# Prove or disprove

#### Krizalid

##### Active member
Let $I$ and $J$ be ideals of a ring $A.$ Are $I+J$ and $I\cap J$ ideals of $A$?

#### Fernando Revilla

##### Well-known member
MHB Math Helper
More general. Let $\{I_j:j\in J\}$ be a family of ideals of a ring $A$. Are $\displaystyle\sum_{j\in J}I_j$ and $\displaystyle\bigcap_{j\in J}I_j$ ideals of $A$?

#### Deveno

##### Well-known member
MHB Math Scholar
This is merely matter of working through the definitions.

For example, let $$\displaystyle r,r' \in I+J$$. This means that:

$$\displaystyle r = x + y, r' = x' + y', x,x' \in I, y,y' \in J$$.

So $$\displaystyle r - r' = (x + y) - (x' + y') = (x - x') + (y - y') \in I+J$$,

since $$\displaystyle I,J$$ are both ideals of $$\displaystyle A$$ (and thus additive subgroups).

This shows $$\displaystyle I+J$$ is an additive subgroup of $$\displaystyle (A,+)$$.

Now let $$\displaystyle a \in A$$ be any element. We have:

$$\displaystyle ar = a(x + y) = ax + ay \in I + J$$, because $$\displaystyle I,J$$ are both IDEALS.

The proof that $$\displaystyle ra \in I + J$$ is similar, and left to the reader.

This proof clearly generalizes to any family of ideals indexed by a FINITE set.

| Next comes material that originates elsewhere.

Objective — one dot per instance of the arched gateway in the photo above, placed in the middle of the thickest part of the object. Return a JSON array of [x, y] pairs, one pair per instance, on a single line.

The infinite case has some complications better off discussed elsewhere.

A similar approach works for $$\displaystyle I \cap J$$. It should be clear that $$\displaystyle I \cap J$$ is an additive subgroup of $$\displaystyle A$$. I hope you can see how to prove that for any:

$$\displaystyle a \in A, r \in I \cap J$$ that $$\displaystyle ar,ra \in I \cap J$$.